If we are to re-create the powers of the human brain, we first need to understand how complex it is. There are 100 billion neurons, each with thousands of connections and each connection containing about 1,000 neural pathways. I've estimated the amount of information required to characterize the state of a mature brain at thousands of trillions of bytes: a lot of complexity.
But the design of the brain is a billion times as simple as this. How
do we know? The design of the human brain-and body-is stored in the genome, and the genome doesn't contain that much information. There
are three billion rungs of DNA in the human genome: six billion bits, or 800 million bytes. It is replete with redundancies, however; one lengthy sequence called ALU is repeated 300,000 times. Since we know the genome's structure, we can compress its information to only 30 million to 100 million bytes, which is smaller than the code for Microsoft Word. About half of this contains the design of the human brain.
The brain can be described in just 15 million to 50 million bytes because most of its wiring is random at birth. For example, the trillions of connections in the cerebellum are described by only a handful of genes. This means that most of the cerebellum wiring in the infant brain is chaotic. The system is designed to be self-organizing, though, so as the child learns to walk and talk and catch a fly ball, the cerebellum gets filled with meaningful information.
My point is not that the brain is simple, but that the design is at a level of complexity that we can fathom and manage. And by applying the law of accelerating returns to the problem of analyzing the brain's complexity, we can reasonably forecast that there will be exhaustive models and simulations of all several hundred regions of the human brain within about 20 years.
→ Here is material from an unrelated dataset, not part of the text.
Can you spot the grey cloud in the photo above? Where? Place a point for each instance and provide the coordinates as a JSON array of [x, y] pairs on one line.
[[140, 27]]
Once we understand how the mind operates, we will be able to program detailed descriptions of these principles into inexpensive computers, which, by the late 2020s, will be thousands of times as powerful as the human brain-another consequence of the law of accelerating returns. So we will have both the hardware and software to achieve human-level intelligence in a machine by 2029. We will also by then be able to construct fully humanlike androids at exquisite levels of detail and send blood-cell-size robots into our bodies and brains to keep us healthy from inside and to augment our intellect. By the time we succeed in building such machines, we will have become part machine ourselves. We will, in other words, finally transcend what we have so long thought of as the ultimate limitations: our bodies and minds.